Any one of these is probably enough to make a game legal under Second Life policy
for-money golf tournaments, free lotteries, and pay-to-play truth-or-dare games are probably all fine.
It is a really good idea, however, to make it clear in documentation on your game how it conforms to the
policy—for instance, with a notecard giver describing the game and its legal status. More than one game
has been shut down not because it wasn't compliant, but because it wasn't obviously compliant.
One of the features that sets Second Life apart from other virtual worlds is its rich economy, with an
in-world currency that is exchangeable with real-world dollars and euros. As of June 2008, more than
1,100 residents are earning at least US$1,000 each month
from a mixture of product sales, real-estate
development and rentals, and fees for services. Clearly, money is an important part of the SL environment.
This chapter gives you the tools you need to play a part in the Second Life economy as a mover of money,
rather than the much more common seller of products.
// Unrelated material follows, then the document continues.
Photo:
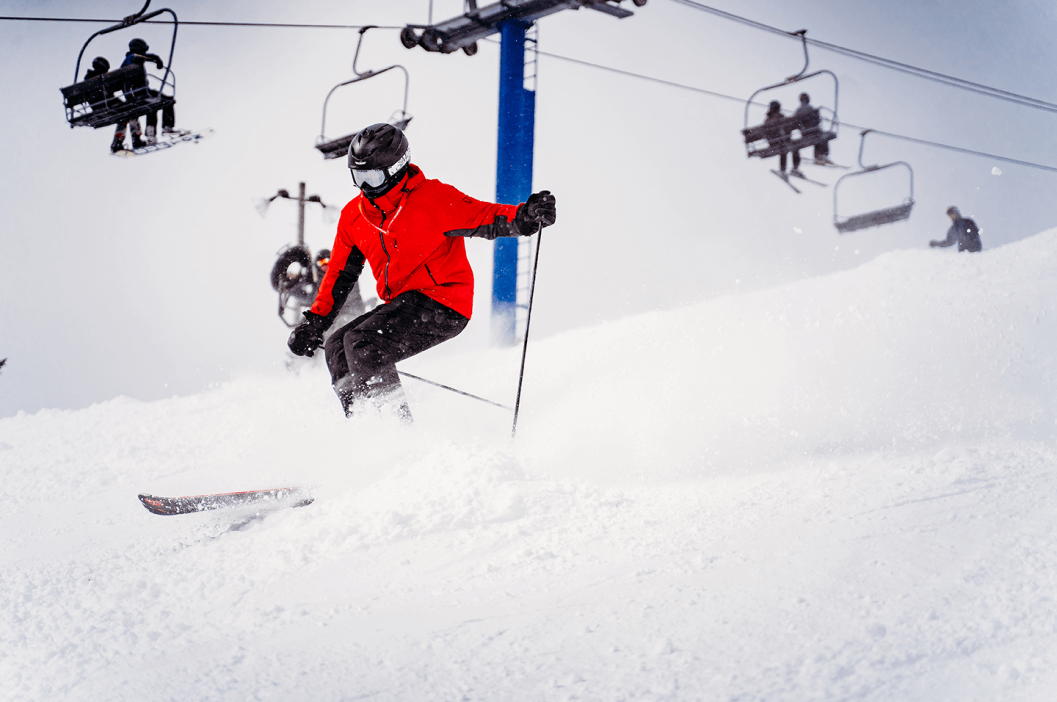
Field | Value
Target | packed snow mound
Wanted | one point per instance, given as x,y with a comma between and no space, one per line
912,349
Of course, you can also sell your scripts and
scripted objects or offer your services as a scripter for an hourly fee. An excellent source of information on
these aspects is The Entrepreneur's Guide to Second Life: Making Money in the Metaverse by Daniel Terdiman
(Wiley, 2007), which focuses directly on the goal of making real money in SL.
* But beware: your local laws may be stricter than Second Life policy. It is probably a good idea to treat gaming in SL
as you would internet gaming—go beyond what your country's laws would allow in real life, and you might get a
knock on your real door instead of simply having your object returned to your inventory.